Ojo de Tormenta recordaba a Hijo del Viento del Norte de la primavera anterior en aquel clan del norte. Él abría el camino y Ojo de Tormenta le pisaba los talones. Los demás los seguían a cierta distancia, menos acostumbrado a permanecer tanto tiempo en forma de lobo.

¿Cuándo te fuiste del Cruce del Caribú?

—Al acabar la primavera, por ahí. —Incluso en aquella forma, el joven Garou se sentía incómodo con el idioma de los lobos y se decantaba por la lengua Garou—. Evan vino a buscarme y nos marchamos al sur.

¿Con Gota de Lágrima?

—No de inmediato. Creo que seguía en la Forja del Klaive por aquel entonces. No, pasamos un tiempo con el santón de Albrecht, y también estuvimos una temporada en el sudoeste. Pasar del Ártico a Arizona fue un cambio de tres pares de narices.

Viajas mucho.

Ojo de Tormenta pensó en sus recientes vagabundeos. Aquellos bosques también estaban lejos de su hogar, pero al menos olían a Gaia. No como las dos ciudades infectas que había visitado en los dos últimos días.

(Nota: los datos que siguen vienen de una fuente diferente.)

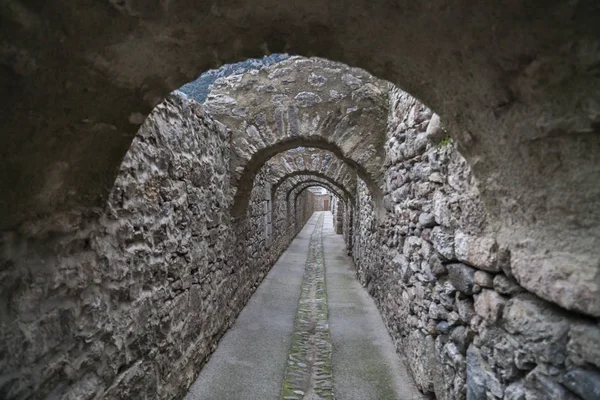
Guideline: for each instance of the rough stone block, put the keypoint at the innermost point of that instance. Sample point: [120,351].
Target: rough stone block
[480,252]
[462,277]
[443,242]
[489,305]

—Háblame de ello. Evan no deja de enumerarme las excelencias de recorrer el ancho mundo. Para ver todas las tribus y multitud de clanes distintos. Para «ver por lo que combatimos», como dice él. —Saltó por encima de una valla de madera podrida y Ojo de Tormenta lo imitó—. Para él, todo es…

«Sana el Pasado». El Wendigo Evan hacía honor a su nombre, al parecer. Hacía todo lo que estaba en su mano por acercar a las tribus. ¿Qué dicen tus alfas de esto?

—Supongo que no les hace tanta gracia. Los Wendigo de donde provengo no son demasiado dados a compartir, me parece. Y creo que los entiendo.

En ese caso, ¿por qué estás aquí? ¿Por qué lo permiten?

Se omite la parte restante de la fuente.